Viele Parameter beeinflussen die Prädationsrate. Langgemach & Bellebaum (2005) bezeichnen die Kleinsäugerdichte als Schlüsselfaktor. Flächen mit hohen Kleinsäugerbeständen sind für Füchse und andere Mäusejäger attraktiv und damit einem hohen Prädationsrisiko ausgesetzt. Da Wühlmäuse in nassen Flächen kaum oder keine Baue anlegen können, sind diese für Füchse wenig interessant und bergen entsprechend ein deutlich geringeres Prädationsrisiko als trockenere mäusereiche Flächen.

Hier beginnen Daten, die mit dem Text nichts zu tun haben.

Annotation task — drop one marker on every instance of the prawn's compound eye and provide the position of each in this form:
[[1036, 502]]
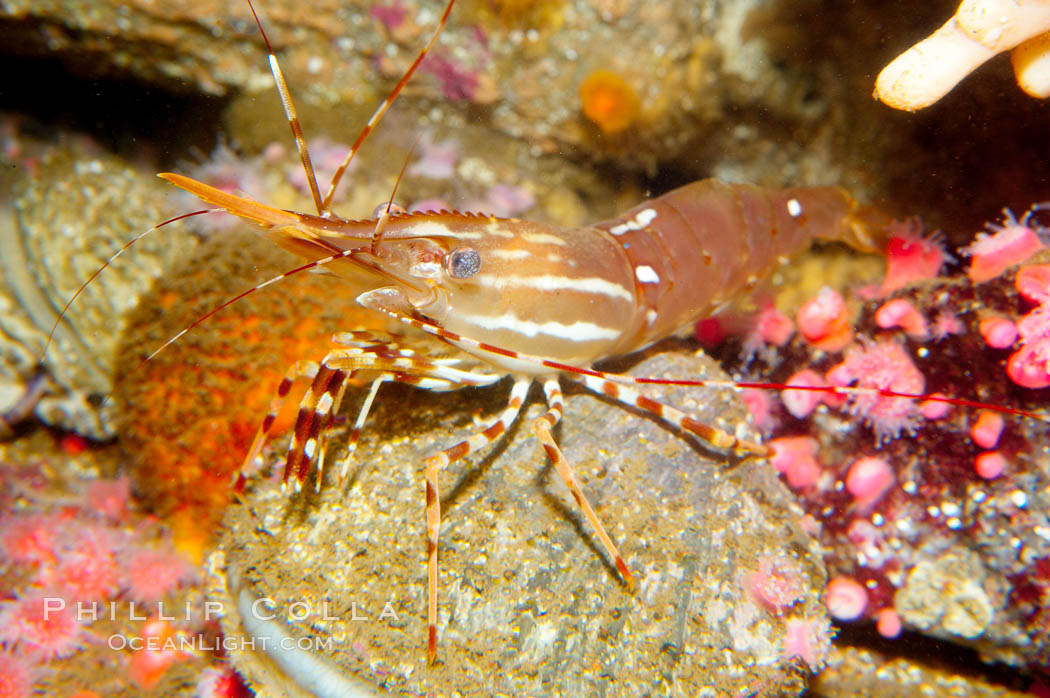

Wesentlichen Einfluss auf die Prädationswahrscheinlichkeit von Gelegen und Küken hat auch die Struktur und Artenvielfalt der Vegetation. Sowohl brütende Altvögel als auch Küken sind für Beutegreifer in monotonen Flächen leichter zu finden als arten- und strukturreichem Grünland. Darüber hinaus wachsen die Küken in artenreichen und damit insektenreichen Grünländern nachweislich schneller heran und entwachsen entsprechend früher dem gefährlichen Kükenalter (Salewski 2022).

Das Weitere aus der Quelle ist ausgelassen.